しかしそんなことを忘れてしまうほど、幸福な時間でもあった。
終わるはずだった命なのに、世界を変えてのつづきがあった。
移った世界には、こんなにも素敵な出会いが満ちあふれている。
「でもリリティア……ちょっとだけ聞いて欲しいことがあるんだ……」
明人はおもむろに箸を置く。
まだ食べ終わってるわけではない。
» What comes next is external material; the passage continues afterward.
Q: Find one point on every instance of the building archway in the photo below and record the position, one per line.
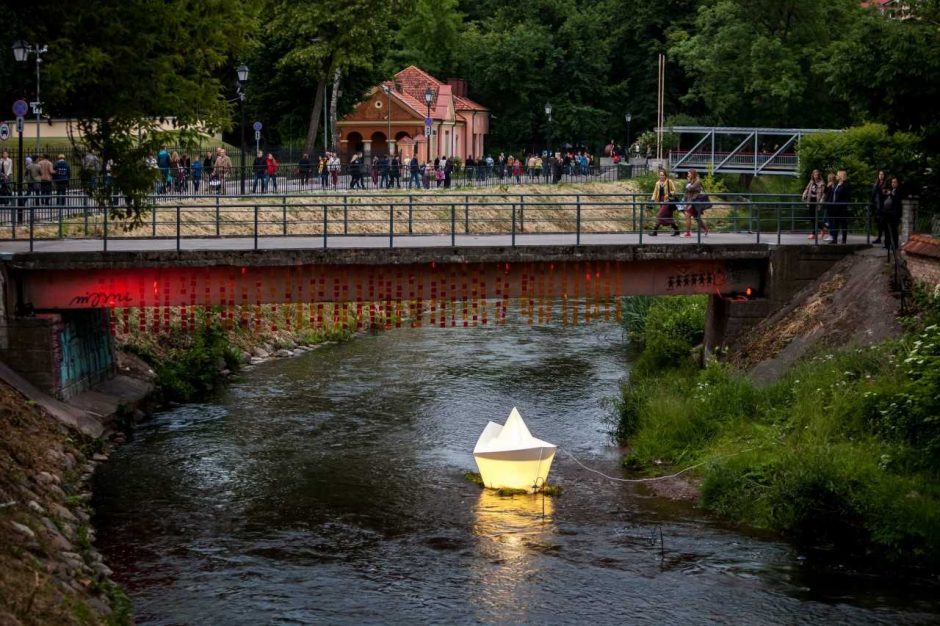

しかしそれでも箸を止めてまで伝えねばならぬことがある。
いっぽうリリティアは長いまつ毛のついた瞼をぱちくり瞬かせた。
「はい? 改まってどうしたんです?」
明人さんスペシャルは確かにスペシャルだった。
あと明人が材料でもなかった。
それとたとえ世界が平和になってもただ1つだけ変わらないものがある。
「この料理の名前は変えたほうが絶対に良いと思うんだ。あとツッコミ忘れてたけど……けんちんさんおうどんって……」
「なんでですかあ!? 明人さんスペシャルってすっごくいい名前ですよ!? しかもどうせなら登竜門のほうに反応して欲しかったですけど!?」
リリティアに、名前をつけるセンスは、ない。
すでに日は暮れて空は濃密な紫色へと変貌を遂げている。
ひさしぶりに訪れた2人だけの夜は、ゆっくりとしたペースで深まっていく。